De acordo com dados do Banco Central, o total utilizado para pagar as dívidas é de 10,4% referente ao pagamento de juros, maior patamar em pelo menos 20 anos. Outra parte do orçamento familiar, 18,81%, vai para honrar o principal. Especialistas consideram que a taxa básica de juros, a Selic, é um dos principais responsáveis pelo diagnóstico.
A professora de macroeconomia do Insper, Juliana Inhaz, afirma que o cenário atual é delicado. “Temos vários desdobramentos, tem claro esse impacto de curto prazo que é o que a gente já sente hoje, é um custo maior de uma forma generalizada, o que faz com que muitas famílias acabem ficando muito endividadas, acabem caindo numa situação de inadimplência”, disse.
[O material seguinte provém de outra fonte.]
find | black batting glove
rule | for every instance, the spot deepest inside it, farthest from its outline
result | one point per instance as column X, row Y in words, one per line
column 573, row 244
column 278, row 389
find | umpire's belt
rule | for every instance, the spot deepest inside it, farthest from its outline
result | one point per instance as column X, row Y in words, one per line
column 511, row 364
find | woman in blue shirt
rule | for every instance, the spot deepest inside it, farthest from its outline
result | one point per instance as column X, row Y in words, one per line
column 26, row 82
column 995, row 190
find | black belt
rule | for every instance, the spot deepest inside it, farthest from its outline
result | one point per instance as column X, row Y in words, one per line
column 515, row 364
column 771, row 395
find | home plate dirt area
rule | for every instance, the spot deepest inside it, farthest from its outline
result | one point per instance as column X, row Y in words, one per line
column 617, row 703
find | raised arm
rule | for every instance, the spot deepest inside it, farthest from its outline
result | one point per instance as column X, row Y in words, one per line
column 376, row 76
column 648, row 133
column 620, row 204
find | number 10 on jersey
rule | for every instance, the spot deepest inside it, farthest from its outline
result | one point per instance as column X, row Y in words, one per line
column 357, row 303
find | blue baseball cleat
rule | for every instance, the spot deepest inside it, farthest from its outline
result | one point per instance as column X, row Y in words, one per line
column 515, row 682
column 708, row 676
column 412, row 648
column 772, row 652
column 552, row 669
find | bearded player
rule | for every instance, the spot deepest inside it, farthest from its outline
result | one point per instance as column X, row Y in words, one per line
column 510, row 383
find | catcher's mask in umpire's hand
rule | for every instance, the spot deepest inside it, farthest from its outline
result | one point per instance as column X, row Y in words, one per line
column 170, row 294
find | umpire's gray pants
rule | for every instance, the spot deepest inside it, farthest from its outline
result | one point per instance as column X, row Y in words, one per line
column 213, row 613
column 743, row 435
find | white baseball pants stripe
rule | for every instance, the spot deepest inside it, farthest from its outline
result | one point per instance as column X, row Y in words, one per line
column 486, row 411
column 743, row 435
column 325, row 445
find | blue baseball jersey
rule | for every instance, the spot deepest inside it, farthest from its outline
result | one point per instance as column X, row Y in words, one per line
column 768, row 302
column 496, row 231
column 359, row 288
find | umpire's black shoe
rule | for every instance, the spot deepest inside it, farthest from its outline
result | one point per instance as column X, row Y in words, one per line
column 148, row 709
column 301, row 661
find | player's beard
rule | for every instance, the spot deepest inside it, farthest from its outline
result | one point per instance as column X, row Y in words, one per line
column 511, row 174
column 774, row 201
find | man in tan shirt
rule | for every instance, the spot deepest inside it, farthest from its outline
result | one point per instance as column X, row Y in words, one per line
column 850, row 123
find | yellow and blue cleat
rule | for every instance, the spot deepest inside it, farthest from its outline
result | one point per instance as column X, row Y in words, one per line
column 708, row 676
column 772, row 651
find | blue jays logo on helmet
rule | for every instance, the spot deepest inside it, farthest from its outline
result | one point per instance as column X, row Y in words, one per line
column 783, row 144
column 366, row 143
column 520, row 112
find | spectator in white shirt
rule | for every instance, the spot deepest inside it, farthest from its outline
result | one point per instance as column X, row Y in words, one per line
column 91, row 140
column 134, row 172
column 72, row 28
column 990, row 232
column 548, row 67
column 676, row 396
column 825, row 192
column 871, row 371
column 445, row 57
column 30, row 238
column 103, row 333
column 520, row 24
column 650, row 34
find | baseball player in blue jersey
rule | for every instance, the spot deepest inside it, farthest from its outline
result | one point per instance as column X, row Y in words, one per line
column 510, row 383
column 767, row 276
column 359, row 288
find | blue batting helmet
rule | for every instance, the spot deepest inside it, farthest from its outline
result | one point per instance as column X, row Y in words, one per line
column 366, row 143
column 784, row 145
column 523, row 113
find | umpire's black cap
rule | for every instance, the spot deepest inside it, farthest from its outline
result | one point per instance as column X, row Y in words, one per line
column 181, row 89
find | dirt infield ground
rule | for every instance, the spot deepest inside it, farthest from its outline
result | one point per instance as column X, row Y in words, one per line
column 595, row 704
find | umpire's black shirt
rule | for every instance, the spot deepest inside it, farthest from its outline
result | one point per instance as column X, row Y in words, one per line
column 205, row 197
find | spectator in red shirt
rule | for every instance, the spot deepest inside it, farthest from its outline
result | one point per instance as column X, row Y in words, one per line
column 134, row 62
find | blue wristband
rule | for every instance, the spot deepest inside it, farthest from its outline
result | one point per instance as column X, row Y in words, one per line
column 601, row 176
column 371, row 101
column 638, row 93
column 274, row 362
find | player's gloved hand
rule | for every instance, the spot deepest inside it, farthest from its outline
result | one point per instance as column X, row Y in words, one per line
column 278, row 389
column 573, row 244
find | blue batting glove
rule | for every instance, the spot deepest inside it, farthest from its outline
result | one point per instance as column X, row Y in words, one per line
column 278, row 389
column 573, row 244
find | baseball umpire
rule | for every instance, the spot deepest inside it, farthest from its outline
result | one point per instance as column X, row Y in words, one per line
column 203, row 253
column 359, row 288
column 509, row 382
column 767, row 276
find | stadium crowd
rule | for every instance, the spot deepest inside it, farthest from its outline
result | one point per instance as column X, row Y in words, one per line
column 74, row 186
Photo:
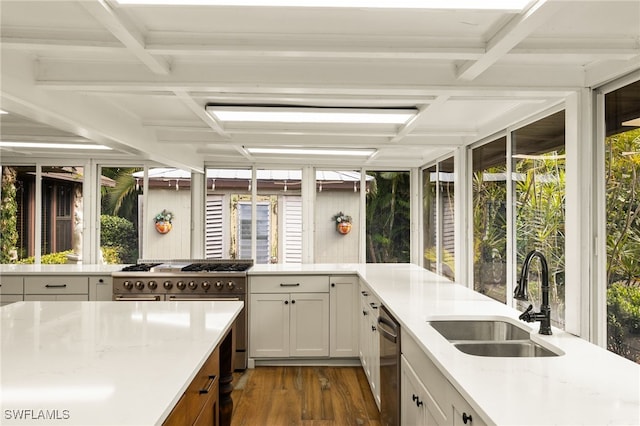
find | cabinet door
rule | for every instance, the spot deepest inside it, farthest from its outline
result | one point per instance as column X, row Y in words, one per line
column 269, row 325
column 364, row 338
column 374, row 357
column 462, row 413
column 414, row 398
column 344, row 304
column 411, row 389
column 309, row 325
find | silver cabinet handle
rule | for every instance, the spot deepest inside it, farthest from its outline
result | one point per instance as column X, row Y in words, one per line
column 138, row 299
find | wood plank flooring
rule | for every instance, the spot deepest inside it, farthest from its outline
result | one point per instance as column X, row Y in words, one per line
column 307, row 396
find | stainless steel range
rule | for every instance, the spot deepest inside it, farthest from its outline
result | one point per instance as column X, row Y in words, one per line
column 183, row 280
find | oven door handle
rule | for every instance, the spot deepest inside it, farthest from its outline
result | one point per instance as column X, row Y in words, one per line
column 203, row 299
column 137, row 299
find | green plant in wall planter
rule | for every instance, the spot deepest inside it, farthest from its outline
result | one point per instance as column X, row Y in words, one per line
column 163, row 221
column 343, row 222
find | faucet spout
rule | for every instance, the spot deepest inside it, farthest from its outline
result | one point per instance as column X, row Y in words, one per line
column 520, row 293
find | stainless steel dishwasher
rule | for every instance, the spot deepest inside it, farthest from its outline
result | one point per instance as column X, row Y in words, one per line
column 389, row 331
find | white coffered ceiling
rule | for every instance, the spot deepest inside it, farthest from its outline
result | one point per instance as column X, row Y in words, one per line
column 137, row 78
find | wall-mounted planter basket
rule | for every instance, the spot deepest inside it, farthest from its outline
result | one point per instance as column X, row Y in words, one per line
column 344, row 227
column 343, row 223
column 163, row 227
column 163, row 221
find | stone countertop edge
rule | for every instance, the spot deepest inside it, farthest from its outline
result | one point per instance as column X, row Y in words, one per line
column 586, row 384
column 105, row 363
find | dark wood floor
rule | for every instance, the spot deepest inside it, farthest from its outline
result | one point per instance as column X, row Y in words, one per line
column 312, row 396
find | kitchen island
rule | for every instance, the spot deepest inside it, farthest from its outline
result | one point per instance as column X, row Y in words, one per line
column 104, row 363
column 586, row 384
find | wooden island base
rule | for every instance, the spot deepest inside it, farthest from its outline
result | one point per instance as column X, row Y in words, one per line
column 207, row 400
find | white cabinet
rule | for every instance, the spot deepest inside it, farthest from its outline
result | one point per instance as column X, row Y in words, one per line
column 285, row 321
column 309, row 325
column 14, row 288
column 427, row 397
column 370, row 340
column 11, row 289
column 56, row 287
column 413, row 410
column 343, row 316
column 100, row 288
column 269, row 325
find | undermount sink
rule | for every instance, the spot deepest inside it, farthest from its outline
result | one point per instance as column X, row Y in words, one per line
column 479, row 330
column 512, row 348
column 490, row 338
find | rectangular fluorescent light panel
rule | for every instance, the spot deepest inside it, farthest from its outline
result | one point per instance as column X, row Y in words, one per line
column 511, row 5
column 312, row 151
column 311, row 115
column 45, row 145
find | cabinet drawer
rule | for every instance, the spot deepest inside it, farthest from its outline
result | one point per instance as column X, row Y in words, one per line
column 56, row 297
column 100, row 288
column 11, row 285
column 290, row 284
column 5, row 299
column 56, row 285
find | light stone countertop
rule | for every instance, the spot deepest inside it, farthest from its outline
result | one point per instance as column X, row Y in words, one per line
column 57, row 269
column 585, row 385
column 104, row 363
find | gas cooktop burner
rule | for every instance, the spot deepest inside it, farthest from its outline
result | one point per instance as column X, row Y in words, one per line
column 177, row 266
column 216, row 267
A redução dos juros pelo Banco Central não foi suficiente para reduzir a Selic, que segue elevada a 14,75% ao ano, maior nível em pelo menos 20 anos. A inadimplência dos consumidores atingiu 6,9% entre o final do ano passado e janeiro deste ano, acima dos 5,6% registrados há um ano.
O cartão de crédito é o maior vilão dessa história, com inadimplência de 63,5% em janeiro, seguido pelo cheque especial (16,5%) e o cartão parcelado (13%). Inhasz afirma que existe um impacto direto dos juros no custo dos financiamentos. “Todo mundo que precisa hoje pegar emprestado para consumir, precisa financiar um imóvel ou tem um plano de vida que, de alguma forma, precisa entrar em algum tipo de financiamento, de empréstimo, está mais caro”, explica.
Uma pesquisa da CNC apontou que 80,2% das famílias brasileiras possuem alguma dívida, o maior nível de endividamento de toda a série histórica da pesquisa feita mensalmente pela Confederação, que se iniciou em 2010.